El día más que nublado estaba sucio, como si alguien se hubiese entretenido en tapar el sol con periódicos viejos. Ni me molesté en colocar la sombrilla, la dejé junto a la bolsa, abrí la tumbona y me senté. Soplaba un flojito agradable, el agua rompía a pocos metros de la orilla dejando su rastro de espuma.
Al rato, pese a que la playa estaba semivacía, un individuo se plantó a mí lado, andaría por los cuarenta, aunque también podría tener unos veintitantos mal llevados, nunca se me ha dado bien calcular la edad ajena. Lo primero que hizo fue decirme que la espuma tenía la costumbre de sorprendernos sin llevarnos al hastío, después se presentó como Ezequiel.

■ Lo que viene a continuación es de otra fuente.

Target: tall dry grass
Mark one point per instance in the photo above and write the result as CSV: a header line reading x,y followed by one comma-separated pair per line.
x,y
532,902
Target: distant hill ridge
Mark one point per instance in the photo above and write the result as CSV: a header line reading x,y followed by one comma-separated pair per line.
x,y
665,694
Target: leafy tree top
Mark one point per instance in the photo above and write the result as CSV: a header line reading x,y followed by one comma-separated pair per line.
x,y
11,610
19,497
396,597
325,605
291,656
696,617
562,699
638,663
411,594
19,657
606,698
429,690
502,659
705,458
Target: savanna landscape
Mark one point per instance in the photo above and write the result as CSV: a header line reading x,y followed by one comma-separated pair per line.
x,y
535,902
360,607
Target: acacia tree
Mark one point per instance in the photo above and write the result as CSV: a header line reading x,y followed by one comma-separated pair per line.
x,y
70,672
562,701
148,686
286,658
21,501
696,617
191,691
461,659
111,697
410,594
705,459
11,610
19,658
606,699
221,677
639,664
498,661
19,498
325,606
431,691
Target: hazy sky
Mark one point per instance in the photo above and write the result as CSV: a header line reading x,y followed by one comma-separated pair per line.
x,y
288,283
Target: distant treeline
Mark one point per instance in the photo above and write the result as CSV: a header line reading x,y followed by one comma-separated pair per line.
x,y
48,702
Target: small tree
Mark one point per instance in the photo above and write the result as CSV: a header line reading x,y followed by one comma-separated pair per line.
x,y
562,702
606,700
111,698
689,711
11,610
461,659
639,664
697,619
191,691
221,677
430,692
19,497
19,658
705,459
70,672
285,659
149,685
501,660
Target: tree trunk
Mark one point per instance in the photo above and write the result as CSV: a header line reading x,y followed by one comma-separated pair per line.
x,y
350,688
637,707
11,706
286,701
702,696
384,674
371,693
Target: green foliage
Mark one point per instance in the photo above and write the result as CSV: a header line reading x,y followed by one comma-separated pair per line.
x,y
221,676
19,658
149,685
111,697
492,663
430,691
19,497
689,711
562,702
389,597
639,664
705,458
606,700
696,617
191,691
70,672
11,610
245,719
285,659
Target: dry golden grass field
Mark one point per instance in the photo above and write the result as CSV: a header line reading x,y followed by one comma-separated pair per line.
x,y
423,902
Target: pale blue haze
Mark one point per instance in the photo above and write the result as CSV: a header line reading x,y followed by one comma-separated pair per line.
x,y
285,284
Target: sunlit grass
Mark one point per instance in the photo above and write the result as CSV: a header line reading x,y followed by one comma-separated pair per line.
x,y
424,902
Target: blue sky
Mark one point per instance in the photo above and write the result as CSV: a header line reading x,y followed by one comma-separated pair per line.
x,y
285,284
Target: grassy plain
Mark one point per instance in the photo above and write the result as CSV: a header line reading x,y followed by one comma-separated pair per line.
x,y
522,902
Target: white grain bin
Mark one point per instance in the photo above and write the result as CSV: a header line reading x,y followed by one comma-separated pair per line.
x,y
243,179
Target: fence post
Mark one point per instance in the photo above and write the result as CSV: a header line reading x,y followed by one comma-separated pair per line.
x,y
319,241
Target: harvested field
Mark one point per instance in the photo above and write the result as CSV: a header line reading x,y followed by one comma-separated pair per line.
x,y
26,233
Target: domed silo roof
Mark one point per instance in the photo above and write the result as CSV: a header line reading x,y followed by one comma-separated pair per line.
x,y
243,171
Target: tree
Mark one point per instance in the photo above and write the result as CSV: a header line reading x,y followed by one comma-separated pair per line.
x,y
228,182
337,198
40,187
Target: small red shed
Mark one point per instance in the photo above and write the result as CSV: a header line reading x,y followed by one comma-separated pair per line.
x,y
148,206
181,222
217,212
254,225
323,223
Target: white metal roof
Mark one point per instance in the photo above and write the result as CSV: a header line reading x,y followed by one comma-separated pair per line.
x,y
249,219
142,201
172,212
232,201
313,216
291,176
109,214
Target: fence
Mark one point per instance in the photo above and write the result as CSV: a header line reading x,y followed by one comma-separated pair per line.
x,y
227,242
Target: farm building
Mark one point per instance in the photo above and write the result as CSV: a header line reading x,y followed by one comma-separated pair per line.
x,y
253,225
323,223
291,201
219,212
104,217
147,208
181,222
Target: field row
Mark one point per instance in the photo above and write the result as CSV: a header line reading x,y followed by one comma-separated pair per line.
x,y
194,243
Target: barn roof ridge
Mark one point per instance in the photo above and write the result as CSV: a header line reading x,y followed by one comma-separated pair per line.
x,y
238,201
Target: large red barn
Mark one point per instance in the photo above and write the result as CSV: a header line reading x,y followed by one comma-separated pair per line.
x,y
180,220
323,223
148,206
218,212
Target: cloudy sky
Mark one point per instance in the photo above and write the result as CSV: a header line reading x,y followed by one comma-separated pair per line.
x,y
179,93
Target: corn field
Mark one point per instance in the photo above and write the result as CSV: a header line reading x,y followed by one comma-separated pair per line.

─Encantado ─contesté─, me llamo Antolín.
─Menudo nombre para un puerto.
─¿Antolín?
─El hastío.
─Ya.
─¿Y de las olas qué me cuenta?
Permanecí callado, Ezequiel parecía algo confuso y quizá no fuese conveniente darle demasiada cancha ni tampoco llevarle la contraria. Como no le contestaba decidió hacerlo él mismo, me aseguró que las olas necesitan medio mundo y seis mil playas para armar el mismo silencio que regalaban las espiras de una caracola desde un local tan pequeño. Había que reconocer que era simpático y tenía cierto ingenio con las palabras, así que le dije que cogiera una toalla de la bolsa y se sentase a mi lado. Me miró de arriba abajo muy serio, como si el confundido fuera yo, y me contestó que no se fiaba de la tierra.
─¿Y eso?
─Todo el mundo sabe que aún se muere por tener sus propios ahogados.
Su parte de razón llevaba, lo que no se sabía es adónde. Le pregunté a qué se dedicaba, contesto que en sus ratos libres era boyardo, el oficio más triste del mundo, siempre cerca del mar y siempre dándole la espalda; a él le habría gustado más ser delfín o marejada. Le dije que había oficios peores, como en mi caso, que solo era un turista. Seguimos hablando y descubrimos que además de los días nublados también teníamos en común la afición por la cerveza y que ambos estábamos prejubilados, en mi caso, por la edad, y en el suyo, por un trastorno de salud mental. Continuó contándome más anécdotas del mar ─como que en los grandes naufragios el océano se salía de los mapas y no había lugar donde poner el barco o que los celtas siempre tuvieron el buen gusto de situar los suyos junto a una isla habitada solo por mujeres─ hasta que de repente miró su muñeca, en la que no había ningún reloj, dijo que se estaba haciendo tarde y se despidió hasta el día siguiente.
En fin, lo que acabo de contarles me sucedió ayer, en la playa, mientras hablaba con un sicótico paranoide en lugar de hacerlo con otro turista, y no sé qué pensaran ustedes, pero creo que mereció la pena, quizá por eso, esta mañana, he vuelto al mismo sitio para ver si regresa Ezequiel.